Paper short abstract:
This contribution investigates the relations between the ports of Piraeus and Trieste and their hinterlands to explore the heterogeneous and complex urbanities generated by Chinese and European infrastructure investments as they entangle the logistics and productive spaces of European peripheries.
Paper long abstract:
This contribution investigates how large-scale infrastructural projects such as the Belt and Road Initiative and the Next Generation EU, far from materializing in standardized and confined spaces, intertwine with local urbanization processes and long-established economic trends, in a way that is profoundly altering logistics and productive spaces of peripheral areas and secondary trade routes across Europe.

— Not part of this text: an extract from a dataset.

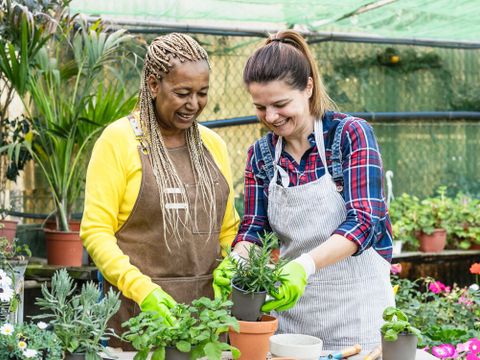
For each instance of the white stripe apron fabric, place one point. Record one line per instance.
(343, 302)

To this end, this contribution focuses on the infrastructural transformations and upgrades of the maritime routes along the Adriatic Sea, their gateways of Piraeus (Greece) to Trieste (Italy), and the complex interactions with their hinterlands Aspropyrgos and Trieste Province respectively. Two are the main focuses of this research. First, how Chinese investments in upgrading infrastructures are melting/competing with EU and local ones. Second, how these investments transform the hinterland of the two strongly different ports. For instance, since 2009, when COSCO Pacific took control of its operations in Piraeus, the port has expanded without any local infrastructural investments, giving space to informal activities and unregulated practices to spring up around new developments. Conversely, in Trieste the Chinese investments are improving the railway system in a complementary way to those of local governments and Next Generation EU. As a result, high-tech factories have settled to benefit from the new network. With their many differences, these two cases shed light on how Chinese infrastructure investments impact Europe's peripheral areas, the multiple actors, scales, and temporalities involved in these processes, and the heterogeneous spaces they generate.